Practical Information
Opening Hours
Open daily 7:00am–10:00pm. Hours have been consistent for years—but worth a quick check around major holidays when they sometimes adjust.
Tickets & Pricing
No admission. Sandwiches run roughly $18–$24 depending on what you build. A half-pound of corned beef to go is around $14–16. Expect to spend $25–35 per person if you're adding a drink and a side. It isn't cheap—nobody pretends it is—but the portions are substantial and the quality justifies it for most people.
Best Time to Visit
Weekday mornings—doors open to 11am—are dead quiet. You’ll stride straight to the counter. Weekday lunches swell, yet lines stay short and move fast. Weekend afternoons flip the switch. Football Saturdays or late-August University of Michigan move-in weekends can sock you with 20–40 minute waits. The payoff: the room buzzes with chaotic, entertaining energy—fun if you’ve got time to kill.
Suggested Duration
45 minutes. That's the bare minimum. Push to an hour if you're the type who chats up the cheesemonger or drifts down aisles like you're in a museum. This deli refuses to be rushed—every corner is engineered to make you linger.
Getting There
Things to Do Nearby
Next door: a tight knot of independent vendors, a Saturday farmer's market that runs year-round, specialty shops stacked shoulder-to-shoulder. Add a Zingerman's stop. You've got a full food crawl. The Saturday market pulls serious produce—and the crowd that comes with it.
Fifteen minutes south on foot—do it. The Law Quad punches above its weight.
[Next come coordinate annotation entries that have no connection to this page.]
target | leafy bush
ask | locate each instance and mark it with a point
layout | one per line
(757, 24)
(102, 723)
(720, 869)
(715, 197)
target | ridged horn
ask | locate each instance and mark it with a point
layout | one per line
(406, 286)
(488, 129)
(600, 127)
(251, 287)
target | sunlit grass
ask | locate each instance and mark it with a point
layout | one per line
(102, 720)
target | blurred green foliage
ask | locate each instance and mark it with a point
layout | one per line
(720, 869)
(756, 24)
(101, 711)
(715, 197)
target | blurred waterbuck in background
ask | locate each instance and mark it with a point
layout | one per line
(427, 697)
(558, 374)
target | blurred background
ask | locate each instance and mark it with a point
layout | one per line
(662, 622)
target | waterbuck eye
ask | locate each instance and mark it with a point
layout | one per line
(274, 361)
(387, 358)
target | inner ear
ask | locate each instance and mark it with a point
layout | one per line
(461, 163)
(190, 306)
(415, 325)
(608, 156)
Stone arches. Leaded glass. The full medieval fantasy dropped onto a college campus. You'll snap photos even if you swore you wouldn't. The Michigan Union anchors the block—brick and bustle. State Street and South University spill over with espresso bars, late-night pizza, and the loose, caffeinated hum of 30,000 students who treat these sidewalks like their living room.
Free. The collection punches above its weight—this university museum doesn't mess around. They've renovated the building and the works cover periods most small-city institutions can't touch. Kill an hour here while the lunch rush dies down, then hit your deli.
Ten minutes from Zingerman's, downtown on East Washington, an indie bookshop sits—locals guard it like family. Shelves tight. Choices sharp. Upstairs, the rooftop cafe pours coffee that justifies every step. You enter for one book. You leave with four.
The fried chicken at Zingerman's Roadhouse on Jackson Avenue is what people blurt out first—no prompt needed. Sit-down American food: mac and cheese, Southern fried chicken, slow-smoked meats. Different vibe from the deli. More leisurely. Worth the the detour.